Demam bolamania bisa membius siapa saja dan di mana saja. Seingatku ketika tahun 2002 lalu di Ambon, masyarakat ikut terlena dgnnya sehingga kerusuhan pun ikut mereda sejenak. Pertandingan liga Indonesia pun diliburkan sebulan. Belum lagi diramaikan dgn penjudi2 bola di seantero negeri. Biasanya di koran, ikut disertakan pula unggulan2 dari Asianhandicap atau bandar2 judi yg lain. Memang itu bisa membuat masyarakat tahu, mana saja tim yg diunggulkan, tapi itu juga membuat para penjudi lebih mudah memperoleh info. Begitu pula bandar2 judi.
Begitu dahsyatnya dampak yang ditimbulkan oleh bola, sehingga membuat org menghabiskan waktunya bbrp jam tiap harinya untuk menonton bola, belum lagi waktu utk membaca ulasan mengenai sepak bola di media massa. Juga membeli pernak-pernik piala dunia. Semuanya itu tentu menyita waktu dan biaya.
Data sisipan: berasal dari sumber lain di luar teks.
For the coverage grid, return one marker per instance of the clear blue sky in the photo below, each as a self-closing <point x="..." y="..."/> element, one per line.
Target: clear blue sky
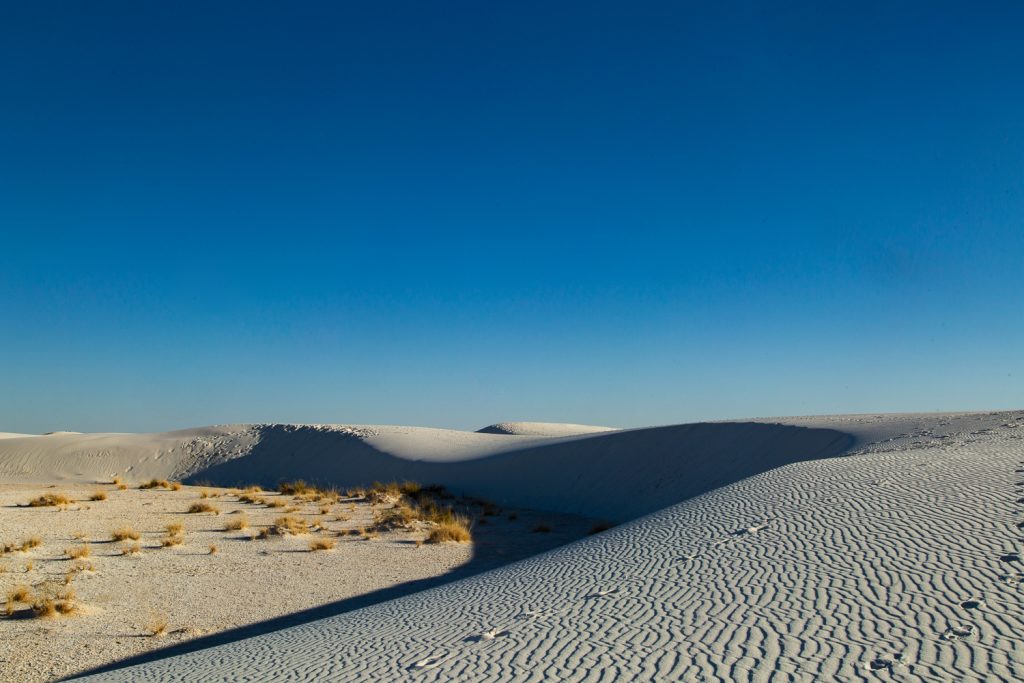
<point x="458" y="213"/>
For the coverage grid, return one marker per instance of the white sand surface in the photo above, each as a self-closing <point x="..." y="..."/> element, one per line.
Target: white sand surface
<point x="542" y="429"/>
<point x="820" y="548"/>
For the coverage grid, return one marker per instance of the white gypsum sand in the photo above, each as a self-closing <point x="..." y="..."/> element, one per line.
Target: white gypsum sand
<point x="838" y="548"/>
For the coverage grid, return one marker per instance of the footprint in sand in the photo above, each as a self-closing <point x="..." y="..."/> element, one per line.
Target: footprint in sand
<point x="957" y="632"/>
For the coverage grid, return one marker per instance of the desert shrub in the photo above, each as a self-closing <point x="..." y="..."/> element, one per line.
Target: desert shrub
<point x="78" y="553"/>
<point x="456" y="530"/>
<point x="237" y="522"/>
<point x="289" y="525"/>
<point x="49" y="500"/>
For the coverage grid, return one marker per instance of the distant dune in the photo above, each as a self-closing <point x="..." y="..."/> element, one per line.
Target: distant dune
<point x="542" y="429"/>
<point x="835" y="548"/>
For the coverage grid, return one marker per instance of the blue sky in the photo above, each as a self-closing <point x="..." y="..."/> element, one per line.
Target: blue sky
<point x="453" y="214"/>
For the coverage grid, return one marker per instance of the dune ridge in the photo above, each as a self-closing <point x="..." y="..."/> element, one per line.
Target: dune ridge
<point x="842" y="547"/>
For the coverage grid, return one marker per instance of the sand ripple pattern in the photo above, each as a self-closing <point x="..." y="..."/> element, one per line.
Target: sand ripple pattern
<point x="892" y="564"/>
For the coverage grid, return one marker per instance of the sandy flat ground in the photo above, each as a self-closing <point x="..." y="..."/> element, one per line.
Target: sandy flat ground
<point x="196" y="593"/>
<point x="898" y="560"/>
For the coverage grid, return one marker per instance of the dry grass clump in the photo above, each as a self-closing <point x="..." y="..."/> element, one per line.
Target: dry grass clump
<point x="321" y="544"/>
<point x="293" y="487"/>
<point x="124" y="534"/>
<point x="456" y="530"/>
<point x="237" y="522"/>
<point x="175" y="535"/>
<point x="24" y="547"/>
<point x="78" y="553"/>
<point x="251" y="499"/>
<point x="49" y="500"/>
<point x="290" y="525"/>
<point x="18" y="594"/>
<point x="156" y="626"/>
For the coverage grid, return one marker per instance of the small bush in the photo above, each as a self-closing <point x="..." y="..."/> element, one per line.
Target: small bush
<point x="321" y="544"/>
<point x="290" y="525"/>
<point x="78" y="553"/>
<point x="49" y="500"/>
<point x="237" y="523"/>
<point x="456" y="530"/>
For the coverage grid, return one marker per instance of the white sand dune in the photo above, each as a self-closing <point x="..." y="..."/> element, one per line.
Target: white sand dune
<point x="765" y="556"/>
<point x="542" y="429"/>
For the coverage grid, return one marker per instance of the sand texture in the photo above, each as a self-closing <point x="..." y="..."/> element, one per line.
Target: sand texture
<point x="824" y="548"/>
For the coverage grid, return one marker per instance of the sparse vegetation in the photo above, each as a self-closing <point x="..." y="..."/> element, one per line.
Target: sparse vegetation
<point x="124" y="534"/>
<point x="78" y="553"/>
<point x="290" y="525"/>
<point x="156" y="626"/>
<point x="456" y="530"/>
<point x="49" y="500"/>
<point x="237" y="522"/>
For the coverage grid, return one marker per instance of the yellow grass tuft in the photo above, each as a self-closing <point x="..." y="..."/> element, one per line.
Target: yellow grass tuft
<point x="456" y="530"/>
<point x="78" y="553"/>
<point x="290" y="524"/>
<point x="321" y="544"/>
<point x="156" y="626"/>
<point x="237" y="522"/>
<point x="124" y="534"/>
<point x="49" y="500"/>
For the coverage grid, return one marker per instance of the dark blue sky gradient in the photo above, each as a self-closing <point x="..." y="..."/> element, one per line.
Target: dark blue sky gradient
<point x="459" y="213"/>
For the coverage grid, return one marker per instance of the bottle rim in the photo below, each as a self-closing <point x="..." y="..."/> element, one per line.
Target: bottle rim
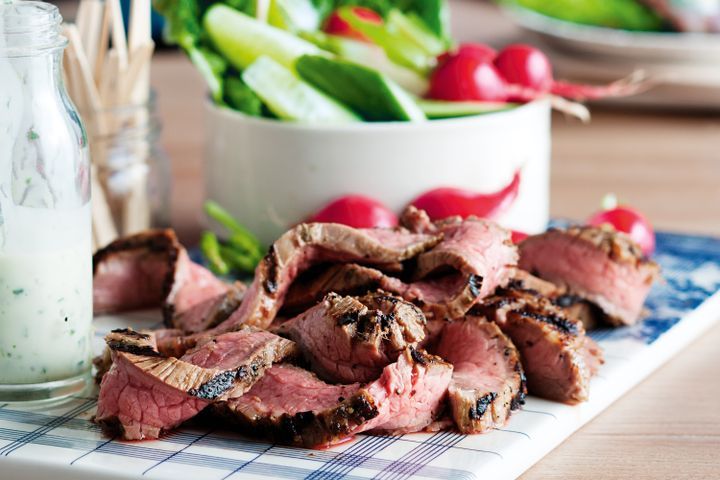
<point x="29" y="27"/>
Sebenarnya sepak bola itu sendiri tidak begitu istimewa. Intinya sederhana saja, satu bola diperebutkan 22 orang di satu lapangan dan tujuannya memasukkan bola ke gawang tanpa memakai tangan. Tapi banyak hal yang mewarnai pertandingan, seperti pelanggaran, suporter, rasa marah, senang, sedih bercampur menjadi satu. Perkelahian bisa terjadi baik di lapangan maupun di luar lapangan. Pemain yang kecewa dgn wasit bisa mengeroyok wasit, dan penonton yang kecewa bisa merusak stadion dan merusak fasilitas2 umum di luar serta kendaraan2 yg lewat di jalanan.
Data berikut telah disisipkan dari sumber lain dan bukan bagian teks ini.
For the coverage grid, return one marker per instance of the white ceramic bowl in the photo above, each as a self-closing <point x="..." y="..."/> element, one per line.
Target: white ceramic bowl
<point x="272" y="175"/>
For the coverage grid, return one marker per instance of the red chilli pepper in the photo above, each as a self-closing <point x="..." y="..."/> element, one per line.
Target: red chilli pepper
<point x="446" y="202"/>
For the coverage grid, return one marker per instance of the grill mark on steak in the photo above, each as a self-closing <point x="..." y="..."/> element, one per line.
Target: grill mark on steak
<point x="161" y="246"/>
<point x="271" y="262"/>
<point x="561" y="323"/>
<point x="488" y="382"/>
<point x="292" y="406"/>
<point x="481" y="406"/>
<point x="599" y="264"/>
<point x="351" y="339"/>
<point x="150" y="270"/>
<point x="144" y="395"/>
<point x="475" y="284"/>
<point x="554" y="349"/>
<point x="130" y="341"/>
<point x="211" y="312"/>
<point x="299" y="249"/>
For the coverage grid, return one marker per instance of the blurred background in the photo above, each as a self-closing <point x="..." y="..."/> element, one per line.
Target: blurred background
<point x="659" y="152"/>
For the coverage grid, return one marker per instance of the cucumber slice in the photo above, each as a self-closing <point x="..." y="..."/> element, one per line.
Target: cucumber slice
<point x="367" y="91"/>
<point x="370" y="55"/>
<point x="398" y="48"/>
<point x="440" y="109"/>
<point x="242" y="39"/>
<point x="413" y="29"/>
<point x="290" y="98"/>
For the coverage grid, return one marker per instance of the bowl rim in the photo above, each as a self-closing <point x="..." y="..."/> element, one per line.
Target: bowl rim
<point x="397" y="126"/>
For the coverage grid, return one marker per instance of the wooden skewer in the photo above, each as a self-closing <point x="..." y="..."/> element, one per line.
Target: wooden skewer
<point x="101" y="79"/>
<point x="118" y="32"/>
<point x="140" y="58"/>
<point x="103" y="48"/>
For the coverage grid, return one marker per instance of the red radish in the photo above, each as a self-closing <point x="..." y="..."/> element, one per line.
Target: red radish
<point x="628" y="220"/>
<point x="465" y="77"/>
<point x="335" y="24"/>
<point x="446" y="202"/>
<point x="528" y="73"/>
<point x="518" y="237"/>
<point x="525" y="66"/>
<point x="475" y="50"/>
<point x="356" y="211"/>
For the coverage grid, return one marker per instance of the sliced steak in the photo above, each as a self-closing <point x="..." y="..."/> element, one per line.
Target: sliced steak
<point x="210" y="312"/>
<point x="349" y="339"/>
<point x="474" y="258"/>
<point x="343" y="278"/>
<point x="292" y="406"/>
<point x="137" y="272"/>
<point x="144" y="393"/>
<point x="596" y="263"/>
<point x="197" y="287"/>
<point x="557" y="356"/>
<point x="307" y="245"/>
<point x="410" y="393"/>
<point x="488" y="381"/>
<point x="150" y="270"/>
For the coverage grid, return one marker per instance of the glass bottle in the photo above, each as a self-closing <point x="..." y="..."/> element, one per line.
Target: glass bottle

Kemarin aku baru tahu kalo ternyata pertandingan sepak bola bisa menyebabkan perang! Hal itu terjadi pada kualifikasi piala dunia tahun 1970 antara Honduras melawan El Salvador. Memang sebelum pertandingan sudah ada gesekan antar dua negara. Tapi kerusuhan usai pertandingan yg menewaskan sejumlah suporter seakan menyalakan api dlm kotak mesiu. Bulan berikutnya, perang yg terkenal dgn nama soccer war pun meletus. Meski hanya terjadi selama 6 hari, tapi berdampak besar pada ribuan penduduk. Total ada 2000 org tewas, byk penduduk yg homeless dan mengungsi. Puluhan ribu penduduk El Salvador yg tinggal di Honduras pulang kembali ke negerinya. Yang membuat usaha pemulihan sehabis perang menjadi makin runyam. Hasilnya, semua pihak mengalami kerugian, tak ada yg menang. Perang memang selalu menyebabkan kerugian.
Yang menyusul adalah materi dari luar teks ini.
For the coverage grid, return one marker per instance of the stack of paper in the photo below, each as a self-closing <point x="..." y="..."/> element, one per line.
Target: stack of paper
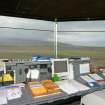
<point x="14" y="92"/>
<point x="96" y="77"/>
<point x="3" y="98"/>
<point x="87" y="78"/>
<point x="71" y="86"/>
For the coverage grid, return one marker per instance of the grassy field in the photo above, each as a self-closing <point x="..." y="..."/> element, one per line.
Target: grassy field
<point x="97" y="55"/>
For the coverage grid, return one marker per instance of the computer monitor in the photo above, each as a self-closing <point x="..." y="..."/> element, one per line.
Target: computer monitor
<point x="60" y="67"/>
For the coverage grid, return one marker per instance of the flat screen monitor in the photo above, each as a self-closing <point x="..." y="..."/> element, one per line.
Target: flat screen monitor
<point x="60" y="67"/>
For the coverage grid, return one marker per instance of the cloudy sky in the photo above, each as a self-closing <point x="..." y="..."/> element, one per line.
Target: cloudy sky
<point x="84" y="38"/>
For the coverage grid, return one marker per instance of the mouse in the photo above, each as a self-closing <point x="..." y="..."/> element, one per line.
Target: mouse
<point x="91" y="84"/>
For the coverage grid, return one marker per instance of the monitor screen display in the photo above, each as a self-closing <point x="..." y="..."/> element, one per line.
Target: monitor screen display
<point x="60" y="66"/>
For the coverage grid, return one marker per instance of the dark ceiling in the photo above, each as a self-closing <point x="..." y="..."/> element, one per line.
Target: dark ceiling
<point x="50" y="9"/>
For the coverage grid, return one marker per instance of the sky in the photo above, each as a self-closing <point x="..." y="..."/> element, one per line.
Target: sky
<point x="85" y="38"/>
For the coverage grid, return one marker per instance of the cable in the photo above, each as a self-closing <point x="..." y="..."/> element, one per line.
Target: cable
<point x="49" y="30"/>
<point x="26" y="29"/>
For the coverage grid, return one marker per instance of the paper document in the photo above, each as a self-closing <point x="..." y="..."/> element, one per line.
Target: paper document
<point x="14" y="93"/>
<point x="80" y="86"/>
<point x="71" y="86"/>
<point x="84" y="68"/>
<point x="87" y="78"/>
<point x="3" y="98"/>
<point x="33" y="74"/>
<point x="67" y="87"/>
<point x="96" y="77"/>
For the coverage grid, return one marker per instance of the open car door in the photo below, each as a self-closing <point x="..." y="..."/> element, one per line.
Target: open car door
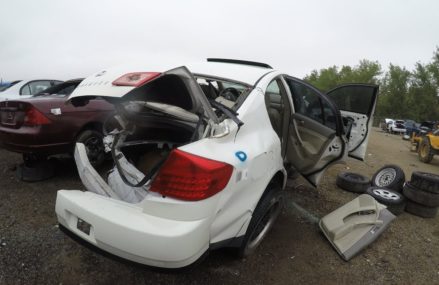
<point x="316" y="134"/>
<point x="356" y="103"/>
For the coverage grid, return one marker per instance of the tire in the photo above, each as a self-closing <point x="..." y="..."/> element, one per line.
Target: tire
<point x="394" y="201"/>
<point x="264" y="216"/>
<point x="420" y="210"/>
<point x="425" y="153"/>
<point x="425" y="181"/>
<point x="389" y="176"/>
<point x="94" y="145"/>
<point x="419" y="196"/>
<point x="352" y="182"/>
Pemain sepakbola, terutama di Eropa, digaji sedemikian tinggi. Padahal hasil yg didapat tidaklah begitu besar. Malah membuat org jadi kurang produktif, pekerjaan menjadi terbengakalai, bahkan hubungan pribadi dgn Tuhan pun menjadi terganggu. Dulu aku pernah dengar, di Inggris sampai acara kebaktian di gereja ikut disesuaikan dgn jadwal sepak bola. Karena jika tidak, maka yg dtg hny segelintir saja. Di negara2 seperti Italia atau Inggris, sepakbola seolah menjadi ‘agama’ bagi mereka. Ada harian yg hanya mengulas sepakbola saja.
Barusan aku baru tahu kalo ada org yg sampai mengundurkan diri dari
pekerjaannya karena ingin nonton langsung piala dunia. Benar2 org yg
menomorsatukan bola di atas segalanya! Memang sepakbola tak pernah menjadi dasar konstitusi suatu negara dan
tak ada agama yg melarang sepak bola. Tapi, apabila hal tersebut telah
melanggar nilai2 keagamaan dan membuat org semakin lupa dgn Tuhan,
bahkan memakan banyak korban jiwa, tentulah ada suatu hal yang salah di
dlmnya. Bola memang menarik, tapi jangan sampai terlena di dlmnya karena itu adalah bujukan iblis untuk menggoda manusia utk semakin jauh dgn Tuhannya. Kita semua harus mawas diri terhadapnya!